The answers may be obvious but are proving hard to achieve: we need better end-of-life dignity, ideally at home, and a greatly enhanced aged-care and services environment, which she dubs “the biggest challenge of our ageing population”.

Mirroring Kaminsky, Joosten emphasizes the importance of living the most meaningful life while this is still possible.

“How we feel about leaving this world is influenced by how we live in this world - even as we are dying… we must properly consider the needs of our ageing population both as individuals and as a cohort, to discourage the presumption of burden and to embrace the ever-changing nature of a long life.”

Both books are valuable contributions to this ongoing discussion.

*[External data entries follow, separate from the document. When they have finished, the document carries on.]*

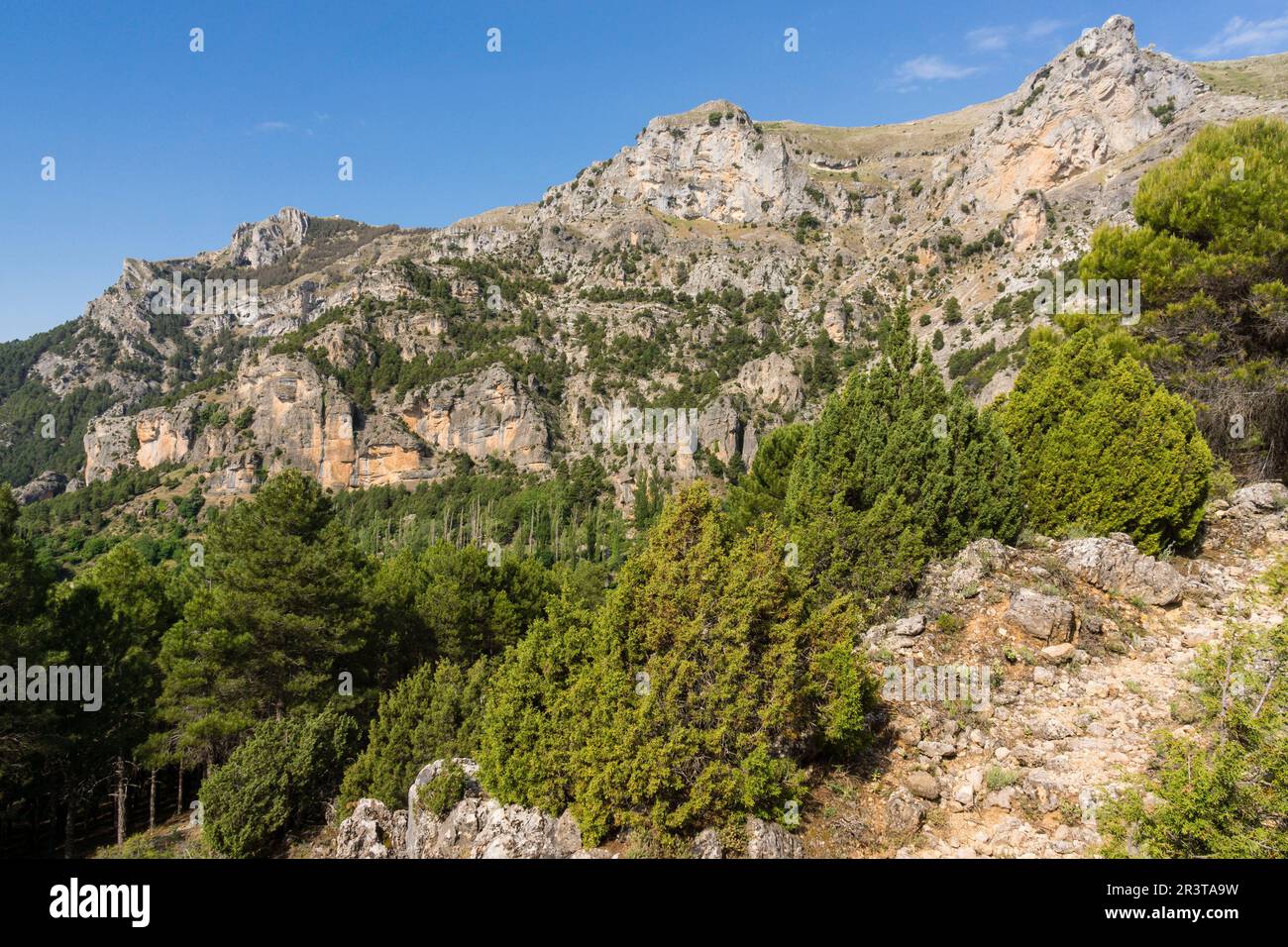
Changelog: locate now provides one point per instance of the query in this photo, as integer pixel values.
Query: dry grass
(1261, 76)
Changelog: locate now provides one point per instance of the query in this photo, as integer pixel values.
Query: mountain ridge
(717, 263)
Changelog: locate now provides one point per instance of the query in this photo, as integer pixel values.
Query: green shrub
(1222, 792)
(764, 488)
(441, 793)
(433, 714)
(690, 699)
(896, 472)
(1103, 447)
(1211, 254)
(278, 780)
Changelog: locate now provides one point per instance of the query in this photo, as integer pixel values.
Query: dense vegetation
(699, 661)
(1211, 254)
(897, 471)
(1103, 447)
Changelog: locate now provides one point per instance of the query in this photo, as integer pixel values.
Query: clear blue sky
(160, 151)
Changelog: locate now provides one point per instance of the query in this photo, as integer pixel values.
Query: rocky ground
(1085, 676)
(837, 224)
(1086, 644)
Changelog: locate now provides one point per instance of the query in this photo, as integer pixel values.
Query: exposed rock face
(373, 831)
(1115, 565)
(267, 241)
(1041, 616)
(773, 380)
(482, 827)
(1090, 105)
(702, 202)
(709, 162)
(1261, 497)
(489, 415)
(772, 840)
(47, 486)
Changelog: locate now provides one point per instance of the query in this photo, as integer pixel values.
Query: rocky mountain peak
(265, 243)
(1102, 97)
(709, 162)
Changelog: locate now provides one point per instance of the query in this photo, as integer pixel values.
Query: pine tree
(896, 472)
(764, 489)
(691, 699)
(1103, 447)
(282, 616)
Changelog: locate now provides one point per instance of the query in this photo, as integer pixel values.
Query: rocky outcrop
(47, 486)
(1096, 101)
(1113, 565)
(1261, 497)
(482, 827)
(1041, 616)
(709, 162)
(373, 831)
(489, 415)
(773, 380)
(267, 241)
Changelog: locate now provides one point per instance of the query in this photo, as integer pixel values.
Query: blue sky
(160, 151)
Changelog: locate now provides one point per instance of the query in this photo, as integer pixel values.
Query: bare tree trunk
(69, 827)
(120, 800)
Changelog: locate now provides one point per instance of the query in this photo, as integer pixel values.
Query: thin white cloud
(995, 39)
(1247, 38)
(931, 68)
(988, 39)
(1041, 29)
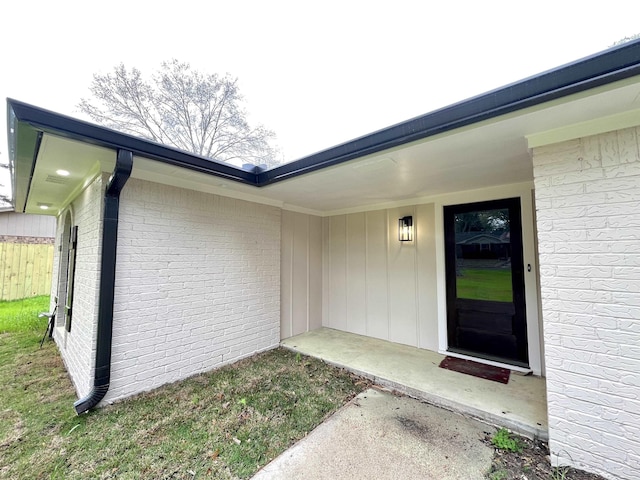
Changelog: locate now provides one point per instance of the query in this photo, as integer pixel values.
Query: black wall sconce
(405, 229)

*The same trend is apparent in other developed countries, with one forthcoming title of note being Aging Wisely by contemporary philosopher Martha Nussbaum and Harvard law colleague Saul Levmore.

According to The New Yorker the pair investigates the ‘unknown country’ of old age, examining the moral, legal, and economic dilemmas: “The book is structured as a dialogue between two aging scholars, analyzing the way that old age affects love, friendship, inequality, and the ability to cede control.

They both reject the idea that getting old is a form of renunciation.

Nussbaum critiques the tendency in literature to “assign a ‘comeuppance’ ” to aging women who fail to display proper levels of resignation and shame. She calls for an “informal social movement akin to the feminist Our Bodies movement: a movement against self-disgust” for the aging.

She promotes Walt Whitman’s “anti-disgust” world view, his celebration of the “lung-sponges, the stomach-sac, the bowels sweet and clean. . . . The thin red jellies within you or within me. . . . O I say these are not the parts and poems of the body only, but of the soul.”